Cheng Wins Grant to Continue Breakthrough Imaging Research
By Liz Sheeley
Professor Ji-Xin Cheng (ECE, BME, MSE) wants to make diagnostic imaging better by following the biology. He sees his work to create imaging systems that don’t rely on biological markers as a way to answer questions we don’t even have yet, using label-free imaging. This technique allows clinicians to see a bigger picture, and not just what they’re looking for.
This summer, Cheng received a Maximizing Investigator’s Research Award (MIRA) for $2.9 million over five years from the National Institutes of Health (NIH) to continue his work. Investigators receive MIRAs after a successful use of the NIH’s top research grant, the R01—the MIRA is a type of extension on that grant that allows researchers to build on their work.
To receive this grant, the NIH looks at what an investigator has done in the past five years. For Cheng, he’s devoted that time to inventing and advancing two novel imaging techniques, making them better by increasing precision and specificity all while figuring out how to get them into the clinic.
These techniques – multiplex simulated Raman scattering (SRS) microscopy and mid-infrared photothermal (MIP) microscopy – can map cell metabolism to better understand the development of cancer and many other diseases, help physicians accurately remove cancerous cells in surgery and quickly test for antibiotic effectiveness.

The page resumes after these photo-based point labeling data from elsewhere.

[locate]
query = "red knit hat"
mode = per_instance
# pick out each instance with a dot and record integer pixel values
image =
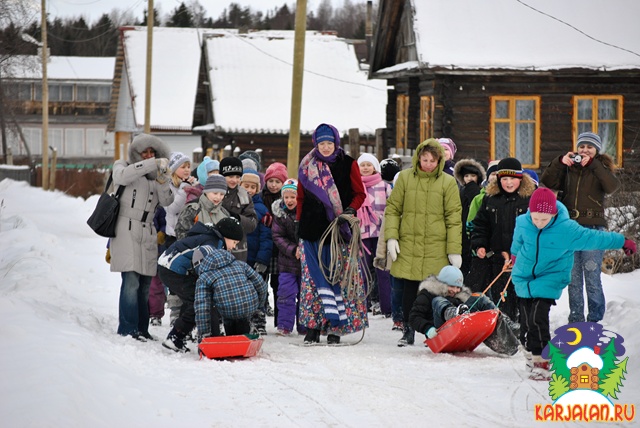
(276, 170)
(543, 200)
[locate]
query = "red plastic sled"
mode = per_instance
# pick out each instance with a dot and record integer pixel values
(464, 332)
(245, 345)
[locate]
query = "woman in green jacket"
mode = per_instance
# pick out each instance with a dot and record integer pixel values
(423, 226)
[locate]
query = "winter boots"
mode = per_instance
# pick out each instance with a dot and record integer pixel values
(408, 336)
(540, 369)
(452, 311)
(175, 342)
(312, 336)
(333, 339)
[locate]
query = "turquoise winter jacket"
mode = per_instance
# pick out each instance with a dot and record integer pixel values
(544, 257)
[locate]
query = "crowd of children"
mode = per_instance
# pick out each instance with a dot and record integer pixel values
(435, 236)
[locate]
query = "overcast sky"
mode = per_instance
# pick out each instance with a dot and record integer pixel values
(91, 10)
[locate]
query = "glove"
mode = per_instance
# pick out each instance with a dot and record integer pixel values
(629, 247)
(267, 220)
(259, 267)
(393, 248)
(455, 260)
(349, 211)
(431, 333)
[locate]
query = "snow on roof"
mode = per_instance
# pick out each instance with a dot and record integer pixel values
(584, 355)
(62, 67)
(174, 74)
(251, 75)
(508, 34)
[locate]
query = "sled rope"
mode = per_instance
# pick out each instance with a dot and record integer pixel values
(505, 268)
(345, 270)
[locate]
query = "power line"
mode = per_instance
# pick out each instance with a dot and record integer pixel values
(577, 29)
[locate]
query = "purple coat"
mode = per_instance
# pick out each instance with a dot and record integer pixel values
(283, 232)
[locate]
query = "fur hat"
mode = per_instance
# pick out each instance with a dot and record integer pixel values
(230, 166)
(388, 169)
(451, 275)
(290, 185)
(276, 170)
(368, 157)
(448, 142)
(325, 132)
(176, 160)
(215, 183)
(229, 227)
(199, 254)
(509, 167)
(591, 139)
(534, 175)
(251, 176)
(254, 156)
(213, 165)
(543, 200)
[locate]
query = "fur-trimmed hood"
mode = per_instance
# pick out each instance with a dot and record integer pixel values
(472, 165)
(439, 288)
(142, 141)
(526, 189)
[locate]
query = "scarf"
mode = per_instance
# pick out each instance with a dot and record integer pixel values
(366, 214)
(315, 176)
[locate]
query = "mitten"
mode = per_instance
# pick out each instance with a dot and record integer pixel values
(267, 219)
(393, 248)
(629, 247)
(259, 267)
(455, 260)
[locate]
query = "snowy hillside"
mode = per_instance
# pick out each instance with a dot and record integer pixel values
(63, 365)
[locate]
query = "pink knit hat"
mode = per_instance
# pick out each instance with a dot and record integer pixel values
(276, 170)
(543, 200)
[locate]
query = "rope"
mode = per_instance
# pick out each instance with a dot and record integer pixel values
(341, 269)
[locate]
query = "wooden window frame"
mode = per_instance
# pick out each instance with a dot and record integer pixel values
(402, 121)
(595, 121)
(426, 117)
(512, 120)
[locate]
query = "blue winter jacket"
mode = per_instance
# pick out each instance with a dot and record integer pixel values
(230, 285)
(544, 257)
(259, 242)
(178, 256)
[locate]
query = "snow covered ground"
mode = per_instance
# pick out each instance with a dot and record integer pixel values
(62, 364)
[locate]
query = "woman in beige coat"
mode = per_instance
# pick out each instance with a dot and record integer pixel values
(134, 250)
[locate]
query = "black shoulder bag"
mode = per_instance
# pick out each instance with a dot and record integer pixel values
(104, 217)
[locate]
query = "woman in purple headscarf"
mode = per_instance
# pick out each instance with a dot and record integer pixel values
(329, 184)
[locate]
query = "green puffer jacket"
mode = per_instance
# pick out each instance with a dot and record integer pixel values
(424, 214)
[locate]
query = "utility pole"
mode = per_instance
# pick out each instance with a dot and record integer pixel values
(147, 93)
(45, 102)
(293, 153)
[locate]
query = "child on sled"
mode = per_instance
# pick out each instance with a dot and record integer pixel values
(443, 297)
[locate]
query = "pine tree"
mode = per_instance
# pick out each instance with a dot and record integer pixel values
(609, 359)
(558, 386)
(610, 385)
(558, 362)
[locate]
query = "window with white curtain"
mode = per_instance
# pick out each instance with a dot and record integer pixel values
(74, 142)
(56, 140)
(95, 142)
(34, 139)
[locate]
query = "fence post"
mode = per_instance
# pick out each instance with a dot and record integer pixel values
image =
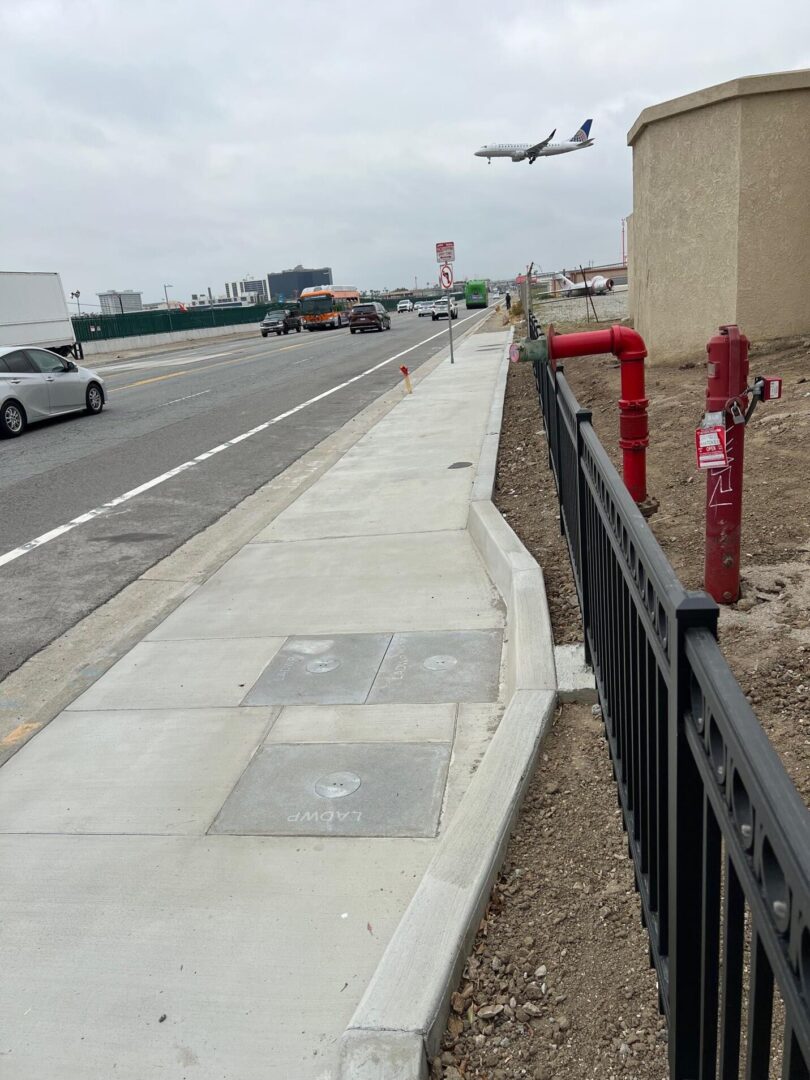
(682, 913)
(582, 416)
(558, 369)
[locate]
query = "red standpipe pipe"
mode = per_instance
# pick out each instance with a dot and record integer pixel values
(629, 348)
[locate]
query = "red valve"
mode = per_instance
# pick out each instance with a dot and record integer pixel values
(629, 347)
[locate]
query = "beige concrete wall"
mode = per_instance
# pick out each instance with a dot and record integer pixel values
(631, 275)
(720, 221)
(773, 273)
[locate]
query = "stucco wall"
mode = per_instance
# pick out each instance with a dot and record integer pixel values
(773, 274)
(720, 223)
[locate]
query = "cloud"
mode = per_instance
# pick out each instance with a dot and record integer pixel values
(198, 142)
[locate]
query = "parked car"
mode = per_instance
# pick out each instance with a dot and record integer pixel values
(368, 316)
(444, 309)
(37, 385)
(280, 322)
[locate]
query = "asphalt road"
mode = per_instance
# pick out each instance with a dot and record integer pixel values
(163, 410)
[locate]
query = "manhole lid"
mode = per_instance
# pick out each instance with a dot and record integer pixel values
(320, 666)
(335, 785)
(440, 662)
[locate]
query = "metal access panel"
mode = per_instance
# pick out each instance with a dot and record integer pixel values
(321, 671)
(338, 790)
(451, 665)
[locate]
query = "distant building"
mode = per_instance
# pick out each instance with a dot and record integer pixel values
(208, 300)
(616, 270)
(247, 291)
(287, 284)
(115, 302)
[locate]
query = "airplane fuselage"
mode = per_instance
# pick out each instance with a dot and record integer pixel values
(517, 151)
(544, 148)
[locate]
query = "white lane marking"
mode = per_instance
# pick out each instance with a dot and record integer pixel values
(10, 556)
(186, 399)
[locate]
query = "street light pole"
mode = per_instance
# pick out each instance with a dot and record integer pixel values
(165, 293)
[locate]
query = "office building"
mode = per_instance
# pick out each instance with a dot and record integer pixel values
(247, 291)
(118, 302)
(287, 284)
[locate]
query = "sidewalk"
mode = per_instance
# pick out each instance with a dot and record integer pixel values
(205, 855)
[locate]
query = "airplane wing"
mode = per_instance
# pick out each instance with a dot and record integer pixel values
(534, 150)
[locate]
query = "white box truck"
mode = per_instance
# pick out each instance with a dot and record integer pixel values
(34, 311)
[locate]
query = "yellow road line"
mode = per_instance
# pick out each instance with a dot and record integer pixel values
(191, 369)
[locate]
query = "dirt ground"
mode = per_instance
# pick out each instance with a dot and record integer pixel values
(558, 984)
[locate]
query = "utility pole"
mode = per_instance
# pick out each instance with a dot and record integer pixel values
(165, 293)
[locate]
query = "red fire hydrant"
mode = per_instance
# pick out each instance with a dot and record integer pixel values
(720, 445)
(726, 404)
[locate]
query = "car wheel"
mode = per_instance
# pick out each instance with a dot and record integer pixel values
(94, 399)
(13, 420)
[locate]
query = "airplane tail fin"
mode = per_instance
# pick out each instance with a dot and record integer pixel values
(583, 133)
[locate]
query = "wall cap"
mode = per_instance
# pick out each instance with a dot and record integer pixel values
(723, 92)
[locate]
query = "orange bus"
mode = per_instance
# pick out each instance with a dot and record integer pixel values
(324, 307)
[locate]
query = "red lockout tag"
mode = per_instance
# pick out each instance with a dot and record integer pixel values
(710, 444)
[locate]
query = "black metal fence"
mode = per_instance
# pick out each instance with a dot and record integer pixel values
(718, 835)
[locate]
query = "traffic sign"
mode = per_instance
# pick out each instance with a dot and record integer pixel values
(446, 252)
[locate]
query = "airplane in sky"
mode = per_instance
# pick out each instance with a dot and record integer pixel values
(596, 286)
(520, 151)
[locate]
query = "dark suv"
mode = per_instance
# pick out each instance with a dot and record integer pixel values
(280, 322)
(368, 316)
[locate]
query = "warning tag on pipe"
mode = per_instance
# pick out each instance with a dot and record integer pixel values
(711, 446)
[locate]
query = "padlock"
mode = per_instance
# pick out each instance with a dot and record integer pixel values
(770, 388)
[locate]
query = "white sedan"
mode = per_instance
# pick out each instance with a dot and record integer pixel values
(37, 385)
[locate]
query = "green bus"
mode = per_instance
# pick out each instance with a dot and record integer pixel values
(475, 294)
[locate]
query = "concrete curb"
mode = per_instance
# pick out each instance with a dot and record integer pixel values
(397, 1026)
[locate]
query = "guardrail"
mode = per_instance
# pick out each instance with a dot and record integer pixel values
(718, 835)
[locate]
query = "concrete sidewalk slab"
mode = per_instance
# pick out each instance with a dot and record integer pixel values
(350, 585)
(445, 665)
(173, 675)
(365, 724)
(254, 949)
(148, 772)
(328, 671)
(338, 790)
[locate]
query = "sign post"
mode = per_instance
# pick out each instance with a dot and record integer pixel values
(446, 256)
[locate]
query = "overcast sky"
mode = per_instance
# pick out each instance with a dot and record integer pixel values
(192, 143)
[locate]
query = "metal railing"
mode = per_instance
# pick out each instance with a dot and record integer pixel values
(718, 835)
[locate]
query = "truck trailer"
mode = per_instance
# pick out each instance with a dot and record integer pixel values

And because they are label-free – a technique used when the researcher or physician doesn’t know what the target of the imaging should be — they can apply to a wide range of cancers and diseases. For example, when a physician is looking to diagnose a patient and suspects cancer, there are specific biological markers to confirm a diagnosis. Cancer is not just one disease and scientists don’t definitively know which tests to run in order to be sure that a patient is cancer free. Label-free imaging takes that uncertainty away by being able to image a patient’s cells to look for signs of cancer, like increased metabolic rate, without requiring a specific molecular target.
His laboratory is working on bringing SRS imaging into the clinic by developing a handheld SRS microscope. The new tool was able to detect the difference between cancerous and non-cancerous brain tissue. Infrared photothermal microscopy is a technique Cheng is developing that can map the metabolism of cells to potentially aid in disease diagnoses and treatment.
In his early career, Cheng has spearheaded the development of coherent anti-Stokes Raman scattering (CARS) microscopy and demonstrated label-free CARS imaging of the myelin sheath, the insulating layer that wraps around nerve fibers, to look at spinal cord injuries, and triggered the development of a nanomedicine for functional recovery of an injured spinal cord.
When Cheng was a postdoc at Harvard University in the department of chemistry and chemical biology, he sat in undergraduate classes in biology and physiology to help him understand the gaps in biologists’ techniques and tools. Previously, he had studied physics and chemistry during his undergraduate and graduate studies.
“My advisor, Professor Xiaoliang Sunney Xie, always said you could develop a tool, but it will not be useful unless biologists use it,” says Cheng. “There are large breakthroughs in biology that were serendipitous and not driven by design, so by expanding the ability of scientists to look beyond what they know, we can allow for more of those discoveries to happen.”